2. Software Architecture and Physical Deployment Design
The first thing that helps with the physical deployment design is to understand our software’s architecture. We define software architecture as the structural design of a software system. A software system is a set of interrelated elements working towards a common goal. So, software architecture deals with software elements’ organization and their interfaces. Even if we don’t bother with structural software design, as soon as we choose a framework, we’ll get some of its architectural decisions. For instance, using a database management tool, we’ll get its data persistence components and the need to use its own API. But the fact is, to better organize our code, it helps to group software elements by some criteria. There are a lot of ways to do that, client-server, n-tier layered, component-based, microservices, and event-driven, to name a few. For example, the figure bellows shows an n-tier layered architecture with three tiers. In this case, we’ve set apart the UI components, the application business logic, and the data persistence: As we can see, in this architecture there are clear frontiers between software tiers. Well, regardless of the architectural pattern we use, chances are that this will hold true. We’ll see that we can, and should, use this as a guide to design the physical distribution of our software. Whenever we are able to draw a clear line between classes of software elements, we may consider distributing them.
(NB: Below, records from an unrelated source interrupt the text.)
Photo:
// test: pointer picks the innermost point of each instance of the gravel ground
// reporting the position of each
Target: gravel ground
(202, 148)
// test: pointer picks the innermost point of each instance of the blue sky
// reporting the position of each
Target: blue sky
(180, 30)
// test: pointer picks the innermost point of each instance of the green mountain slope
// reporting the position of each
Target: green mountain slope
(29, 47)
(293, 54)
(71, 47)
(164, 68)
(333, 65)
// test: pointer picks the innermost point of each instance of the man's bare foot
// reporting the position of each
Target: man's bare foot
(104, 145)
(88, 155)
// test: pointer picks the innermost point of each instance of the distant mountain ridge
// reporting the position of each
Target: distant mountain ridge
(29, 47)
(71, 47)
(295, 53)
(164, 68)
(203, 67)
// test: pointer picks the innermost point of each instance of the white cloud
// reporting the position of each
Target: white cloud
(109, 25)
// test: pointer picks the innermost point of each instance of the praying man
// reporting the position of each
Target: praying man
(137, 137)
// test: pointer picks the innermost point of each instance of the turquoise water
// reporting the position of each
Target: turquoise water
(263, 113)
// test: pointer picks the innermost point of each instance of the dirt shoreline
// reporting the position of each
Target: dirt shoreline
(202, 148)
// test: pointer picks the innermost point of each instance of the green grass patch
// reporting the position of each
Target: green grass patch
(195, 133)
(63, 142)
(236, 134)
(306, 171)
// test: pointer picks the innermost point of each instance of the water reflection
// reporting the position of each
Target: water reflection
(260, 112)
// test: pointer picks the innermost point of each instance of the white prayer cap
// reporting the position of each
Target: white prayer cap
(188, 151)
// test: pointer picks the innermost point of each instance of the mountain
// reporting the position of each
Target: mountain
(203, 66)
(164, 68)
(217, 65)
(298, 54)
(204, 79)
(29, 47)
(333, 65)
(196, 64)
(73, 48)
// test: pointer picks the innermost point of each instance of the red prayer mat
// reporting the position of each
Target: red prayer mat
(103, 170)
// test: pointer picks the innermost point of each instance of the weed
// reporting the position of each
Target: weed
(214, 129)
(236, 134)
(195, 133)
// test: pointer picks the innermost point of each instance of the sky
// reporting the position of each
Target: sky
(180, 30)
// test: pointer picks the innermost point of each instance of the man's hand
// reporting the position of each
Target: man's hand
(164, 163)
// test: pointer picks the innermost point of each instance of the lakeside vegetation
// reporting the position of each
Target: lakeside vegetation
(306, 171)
3. Physical Deployment of Software Architectures
Of course, the simplest way of deploying software is to simply host all the components on the same server. However, this can be a bad option. It is best to take into account, at least, the following aspects:
- reliability: for production systems, redundancy is usually a good idea. Not having single points of failure will decrease the outage likeness
- resource usage/performance: different kinds of software components have distinct hardware needs. For instance, database systems may require lots of I/O throughput and memory. On the other hand, application logic might draw more CPU power
- security: some software components are more exposed than others. So, it is good to place our key assets (like data) in less prone servers. So, in security, it is usual to layer the protection perimeters. So, an attacker needs to breach more than one asset before gaining access to any vital one. This gives better detection chances as we can have early detections on outer-layers attempts
- scalability: we can scale up different layers according to their specific needs. Also, we can use different techniques for each layer. For instance, we can add new web servers to accommodate higher user loads without having to bother with the database server
That way, the first approach is to try giving each layer its dedicated server. As a good practice, avoid joining application and database servers whenever possible. And take our database as far as possible of the public Internet. Take advantage of firewalls and proxy servers to help defend our data. With that, we can, for each layer, design the most sound security and scaling strategies. Additionally, with containers, we can use them to group software layers, relying on orchestration to distribute the load among physical servers.
As we discussed in this tutorial, taking some time to define a software architecture will help to create easier-to-maintain applications. Moreover, will also help design the production architecture. Once we’ve set an architecture, we can use it to better organize the physical distribution of our software components. So we should set the database apart from the web server whenever possible.